In all seriousness, you guys have really encouraged me. I never thought that the blog would come so far so fast. Some people might not think that seven followers and a dozen or so views per post is significant, but it's more than I dreamed I'd have at this point, so thank you! (Pat yourselves on the back here. I bet you didn't think you'd be getting a flexibility workout, did you?)

I re-designed the blog toward the end of the year to be a little more inviting while still looking "old". Let me know in the comments if you are still having trouble viewing anything because of colors, or if you think there's some way to make it better!

While the end-of-year craziness was in progress, I posted a little less frequently than normal. However, that gave me some time to think of some new post ideas to kick off the new year. 


So, in addition to Friday Fiction Fix, I'll be starting a series on writing habits/my personal writing process. (Oh dear. That means I actually can't wander about willy-nilly without a writing process any more.) That will start next Tuesday, a week from today. Any extra posts/random thoughts that pop through my head will be posted on Wednesdays or Thursdays on a very irregular basis.

I will be looking for guest posters toward the end of April/beginning of May and again in July, as well as (possibly) at other times. If you're interested, shoot me an email using the contact form in the left column. I'll take anything from discussions of sci-fi movies to fantasy book reviews to articles about writing to opinions on the current publishing industry, so long as articles are clean (no foul language, overt sexual references, or rudeness), well-revised, and written from a Christian worldview. I'll post another reminder about the opportunities once the dates get closer and I have a better idea of how many articles I'll need. 
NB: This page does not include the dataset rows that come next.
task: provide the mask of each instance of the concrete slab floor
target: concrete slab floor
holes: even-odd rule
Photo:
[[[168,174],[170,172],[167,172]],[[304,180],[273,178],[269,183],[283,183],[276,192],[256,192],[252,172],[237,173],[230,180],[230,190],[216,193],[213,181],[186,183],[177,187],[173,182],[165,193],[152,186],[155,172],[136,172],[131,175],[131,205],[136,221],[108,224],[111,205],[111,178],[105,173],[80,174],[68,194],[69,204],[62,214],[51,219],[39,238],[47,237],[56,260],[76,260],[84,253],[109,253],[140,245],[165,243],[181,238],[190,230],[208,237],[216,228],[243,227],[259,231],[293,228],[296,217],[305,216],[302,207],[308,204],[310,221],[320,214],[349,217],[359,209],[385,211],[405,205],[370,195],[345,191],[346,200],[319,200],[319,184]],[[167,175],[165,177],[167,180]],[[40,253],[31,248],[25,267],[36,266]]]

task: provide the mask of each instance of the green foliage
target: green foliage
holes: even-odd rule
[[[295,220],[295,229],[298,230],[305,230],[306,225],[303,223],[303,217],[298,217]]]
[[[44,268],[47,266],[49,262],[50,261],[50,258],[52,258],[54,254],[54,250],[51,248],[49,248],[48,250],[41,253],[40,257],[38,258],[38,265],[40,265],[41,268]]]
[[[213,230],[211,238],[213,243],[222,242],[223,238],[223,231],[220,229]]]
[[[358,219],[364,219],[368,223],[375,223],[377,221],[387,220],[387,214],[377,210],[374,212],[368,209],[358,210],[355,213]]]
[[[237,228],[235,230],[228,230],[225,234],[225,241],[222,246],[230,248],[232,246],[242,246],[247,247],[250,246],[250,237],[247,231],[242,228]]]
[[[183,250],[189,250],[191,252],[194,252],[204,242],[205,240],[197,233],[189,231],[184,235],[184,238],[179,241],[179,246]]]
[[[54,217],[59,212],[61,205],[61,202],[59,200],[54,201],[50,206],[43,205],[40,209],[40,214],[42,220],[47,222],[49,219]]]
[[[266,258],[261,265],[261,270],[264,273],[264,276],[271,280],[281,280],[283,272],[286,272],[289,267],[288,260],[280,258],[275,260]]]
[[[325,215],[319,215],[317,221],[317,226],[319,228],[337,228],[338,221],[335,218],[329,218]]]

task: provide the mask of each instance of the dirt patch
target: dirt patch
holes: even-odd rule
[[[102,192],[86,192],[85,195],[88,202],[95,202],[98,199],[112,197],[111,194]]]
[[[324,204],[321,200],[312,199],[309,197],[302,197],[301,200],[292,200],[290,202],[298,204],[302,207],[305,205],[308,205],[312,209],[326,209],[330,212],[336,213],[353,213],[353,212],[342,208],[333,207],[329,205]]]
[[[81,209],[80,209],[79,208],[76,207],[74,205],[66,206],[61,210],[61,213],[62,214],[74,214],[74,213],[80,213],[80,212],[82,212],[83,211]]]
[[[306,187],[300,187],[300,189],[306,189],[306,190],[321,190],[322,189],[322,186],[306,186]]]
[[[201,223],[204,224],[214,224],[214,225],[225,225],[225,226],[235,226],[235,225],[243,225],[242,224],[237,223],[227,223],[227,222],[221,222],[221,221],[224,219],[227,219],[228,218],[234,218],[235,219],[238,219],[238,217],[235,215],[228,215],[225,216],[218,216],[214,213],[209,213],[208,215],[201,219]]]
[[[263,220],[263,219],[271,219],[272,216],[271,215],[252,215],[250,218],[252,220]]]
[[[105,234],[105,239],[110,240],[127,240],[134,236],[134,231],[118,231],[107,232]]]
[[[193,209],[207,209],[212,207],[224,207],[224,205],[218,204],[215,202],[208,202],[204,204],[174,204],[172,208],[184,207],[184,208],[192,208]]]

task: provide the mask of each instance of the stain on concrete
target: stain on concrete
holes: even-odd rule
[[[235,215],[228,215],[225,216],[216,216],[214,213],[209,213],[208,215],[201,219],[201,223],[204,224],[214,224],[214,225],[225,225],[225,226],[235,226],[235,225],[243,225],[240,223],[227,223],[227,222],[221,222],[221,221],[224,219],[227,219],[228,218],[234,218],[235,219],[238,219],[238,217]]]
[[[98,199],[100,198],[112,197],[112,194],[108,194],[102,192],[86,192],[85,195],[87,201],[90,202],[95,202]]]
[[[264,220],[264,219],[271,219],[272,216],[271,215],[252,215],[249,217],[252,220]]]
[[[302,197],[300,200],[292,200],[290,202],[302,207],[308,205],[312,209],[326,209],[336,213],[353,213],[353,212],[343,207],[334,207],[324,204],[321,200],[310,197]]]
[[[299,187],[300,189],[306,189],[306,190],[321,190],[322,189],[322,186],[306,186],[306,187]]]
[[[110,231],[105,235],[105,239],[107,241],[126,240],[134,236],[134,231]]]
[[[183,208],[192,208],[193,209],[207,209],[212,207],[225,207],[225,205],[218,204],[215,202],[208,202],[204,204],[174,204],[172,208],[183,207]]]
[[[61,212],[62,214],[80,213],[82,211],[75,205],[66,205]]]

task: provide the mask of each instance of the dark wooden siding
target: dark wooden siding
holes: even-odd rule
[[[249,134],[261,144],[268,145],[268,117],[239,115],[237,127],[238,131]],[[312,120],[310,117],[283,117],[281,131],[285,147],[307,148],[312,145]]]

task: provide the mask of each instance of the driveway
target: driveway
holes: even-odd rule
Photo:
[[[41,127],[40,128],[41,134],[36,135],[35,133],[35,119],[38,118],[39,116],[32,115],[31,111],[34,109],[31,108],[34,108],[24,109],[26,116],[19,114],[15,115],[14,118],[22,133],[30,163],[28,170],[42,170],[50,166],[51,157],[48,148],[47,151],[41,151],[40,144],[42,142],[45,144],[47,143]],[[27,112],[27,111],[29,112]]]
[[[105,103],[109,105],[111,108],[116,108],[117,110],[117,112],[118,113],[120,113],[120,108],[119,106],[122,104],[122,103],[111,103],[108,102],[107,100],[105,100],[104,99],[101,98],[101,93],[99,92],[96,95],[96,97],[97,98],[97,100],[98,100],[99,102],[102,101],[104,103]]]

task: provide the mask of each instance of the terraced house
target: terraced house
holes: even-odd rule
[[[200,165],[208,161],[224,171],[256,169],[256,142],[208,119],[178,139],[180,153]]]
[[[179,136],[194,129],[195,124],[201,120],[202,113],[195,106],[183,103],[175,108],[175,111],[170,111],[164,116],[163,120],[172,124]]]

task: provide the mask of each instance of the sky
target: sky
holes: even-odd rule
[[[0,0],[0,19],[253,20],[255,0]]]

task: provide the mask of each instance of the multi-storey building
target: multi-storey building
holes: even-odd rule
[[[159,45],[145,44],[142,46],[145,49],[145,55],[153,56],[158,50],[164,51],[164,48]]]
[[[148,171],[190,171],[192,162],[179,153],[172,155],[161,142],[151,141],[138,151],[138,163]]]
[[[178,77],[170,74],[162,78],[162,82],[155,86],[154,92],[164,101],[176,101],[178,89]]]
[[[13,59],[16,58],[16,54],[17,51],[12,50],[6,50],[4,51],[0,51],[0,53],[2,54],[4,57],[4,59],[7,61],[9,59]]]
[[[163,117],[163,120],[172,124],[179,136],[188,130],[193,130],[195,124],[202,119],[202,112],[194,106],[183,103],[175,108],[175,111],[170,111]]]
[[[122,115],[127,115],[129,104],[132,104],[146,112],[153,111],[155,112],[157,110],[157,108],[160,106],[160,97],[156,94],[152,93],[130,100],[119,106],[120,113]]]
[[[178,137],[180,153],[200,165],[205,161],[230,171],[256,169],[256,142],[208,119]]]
I also thought I'd share my writing/reading goals of 2016:
  • Read 60 books. You can follow my progress on Good Reads, where you can also give me book suggestions.
  • Write 5,000 words/ week. I wrote nothing in any WIP in December after writing 50k in November. That tells me that setting a goal will light a fire under my rear end to keep me writing. I've even created a graph on my computer so I can see how well I'm doing. 
  • Rewrite Crossfire, the second book in my dystopian series. It needs it. 
  • Finish and then edit or rewrite Fractures, my fantasy book from NaNo this year. I have the gut feeling it's going to need rewritten before anything else can happen.
  • Plan and write the first draft of Crosshairs, the third (and final?) book in my dystopian series. We'll see if that ends up being the actual title or not. 
  • Revisit an old project. I have a couple really old stories floating around in flash drives and battered notebooks. I'd like to revisit one or more of them and see what can be done with them. 
  • Continue to grow the blog. I intend to keep posting twice a week (and maybe even add in a third post over the summer months). I'm also hoping to get involved with more authors, a blog tour or two, and some other fun projects. 
  • Follow/comment on more blogs. I probably have more than 10 blogs in my reading list. I'd like to comment more regularly on some of them. It's amazing how much getting a comment can brighten your day as a blogger! (If you have a blog and I don't currently follow it, leave a link in the comments below and I'll stop by to check it out.)
How was your 2015? What are your writing/reading goals for 2016?